🐣 Building Your First Schema¶

In this tutorial, you'll learn the fundamentals of Flycatcher by building a complete schema for a simple blog system. By the end, you'll understand how to:

Define a schema with multiple field types
Add constraints to validate data
Generate Pydantic models for API validation
Generate Polars validators for bulk operations
Generate SQLAlchemy tables for database access

Time to complete: ~15 minutes

🔨 What We're Building¶

We'll create a schema for blog posts with the following requirements:

Unique post IDs
Titles between 5-200 characters
Content with minimum length
Optional tags
Author emails (validated format)
View counts (non-negative)
Publication timestamps

This is a realistic example that demonstrates most of Flycatcher's core features.

📦 Prerequisites¶

Make sure you have Flycatcher installed:

pip install flycatcher
# or
uv add flycatcher

1️⃣ Step 1: Create Your First Schema¶

Let's start with a minimal schema. Create a new Python file called blog.py:

blog.py

from flycatcher import Schema, Field

class PostSchema(Schema):
    id: int = Field(primary_key=True)
    title: str
    content: str

That's it! You've defined your first schema with three fields.

Understanding the Code¶

Schema - Base class for all schemas. Uses metaclass magic to collect fields.
id: int = Field(primary_key=True) - Integer column marked as the primary key (useful for databases).
title: str / content: str - Simple string fields with no constraints.

2️⃣ Step 2: Add Field Constraints¶

Let's make our schema more robust by adding validation constraints:

from datetime import datetime
from flycatcher import Schema, Field

class PostSchema(Schema):
    id: int = Field(primary_key=True)
    title: str = Field(min_length=5, max_length=200)
    content: str = Field(min_length=100)
    author_email: str = Field(pattern=r'^[^@]+@[^@]+\.[^@]+$', index=True)
    view_count: int = Field(ge=0, default=0)
    published_at: datetime
    tags: str | None = Field(default=None)

What Changed?¶

min_length / max_length - Validates string length (titles must be 5-200 chars)
pattern - Regex validation for email format
ge=0 - "Greater than or equal" constraint (view count can't be negative)
default=0 - Default value when none is provided
nullable=True - Allows null/None values (tags are optional)
index=True - Creates a database index on this field (for faster queries)

Field Constraints

All constraints work across both Pydantic and Polars! Define once, validate everywhere.
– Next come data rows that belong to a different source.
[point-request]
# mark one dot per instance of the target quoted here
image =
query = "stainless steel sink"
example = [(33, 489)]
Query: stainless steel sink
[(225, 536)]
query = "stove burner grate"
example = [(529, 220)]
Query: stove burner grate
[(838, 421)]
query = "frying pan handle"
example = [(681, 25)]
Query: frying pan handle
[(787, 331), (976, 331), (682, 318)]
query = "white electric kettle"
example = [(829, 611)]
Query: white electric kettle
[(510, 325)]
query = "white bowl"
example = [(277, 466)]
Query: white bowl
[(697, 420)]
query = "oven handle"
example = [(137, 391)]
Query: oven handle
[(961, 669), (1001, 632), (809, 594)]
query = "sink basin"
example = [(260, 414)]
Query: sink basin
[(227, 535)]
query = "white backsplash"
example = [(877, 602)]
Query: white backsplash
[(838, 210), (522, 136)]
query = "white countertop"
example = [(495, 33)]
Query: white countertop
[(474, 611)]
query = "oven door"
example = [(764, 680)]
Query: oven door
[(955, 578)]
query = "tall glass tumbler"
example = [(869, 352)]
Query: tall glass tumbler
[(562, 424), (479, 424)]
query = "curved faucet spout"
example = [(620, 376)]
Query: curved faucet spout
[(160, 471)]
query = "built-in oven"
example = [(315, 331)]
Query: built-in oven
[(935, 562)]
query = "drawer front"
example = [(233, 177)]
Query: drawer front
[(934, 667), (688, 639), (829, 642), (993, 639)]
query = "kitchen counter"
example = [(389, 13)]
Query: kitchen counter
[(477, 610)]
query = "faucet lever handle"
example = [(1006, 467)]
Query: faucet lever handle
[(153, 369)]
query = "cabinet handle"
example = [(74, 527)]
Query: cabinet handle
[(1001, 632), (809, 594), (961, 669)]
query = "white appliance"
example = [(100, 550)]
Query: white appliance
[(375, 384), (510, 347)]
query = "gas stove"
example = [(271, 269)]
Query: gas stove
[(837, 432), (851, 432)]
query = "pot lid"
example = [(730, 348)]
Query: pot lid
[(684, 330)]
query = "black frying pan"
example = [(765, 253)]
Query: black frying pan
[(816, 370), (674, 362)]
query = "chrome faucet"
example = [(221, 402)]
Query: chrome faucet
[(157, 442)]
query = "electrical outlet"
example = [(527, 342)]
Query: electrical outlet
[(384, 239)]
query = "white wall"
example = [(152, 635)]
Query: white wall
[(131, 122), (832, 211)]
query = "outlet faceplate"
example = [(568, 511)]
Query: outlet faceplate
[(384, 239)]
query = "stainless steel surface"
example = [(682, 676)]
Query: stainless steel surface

3️⃣ Step 3: Generate a Pydantic Model¶

Now let's use our schema to validate individual blog posts (perfect for APIs):

from datetime import datetime

# Generate Pydantic model
Post = PostSchema.to_pydantic()

# Create and validate a post
post = Post(
    id=1,
    title="My First Blog Post",
    content="This is the content of my blog post. " * 10,  # Make it long enough
    author_email="alice@example.com",
    view_count=42,
    published_at=datetime(2024, 1, 15, 10, 30),
    tags="python, tutorial"
)

# Access fields
print(f"Post ID: {post.id}")
print(f"Title: {post.title}")

# Serialize to JSON
print(post.model_dump_json(indent=2))

What Happens Here?¶

to_pydantic() generates a Pydantic BaseModel from your schema
All field constraints are translated to Pydantic validators
You get full Pydantic functionality: validation, serialization, type hints

Try Breaking It!¶

What happens if you violate a constraint?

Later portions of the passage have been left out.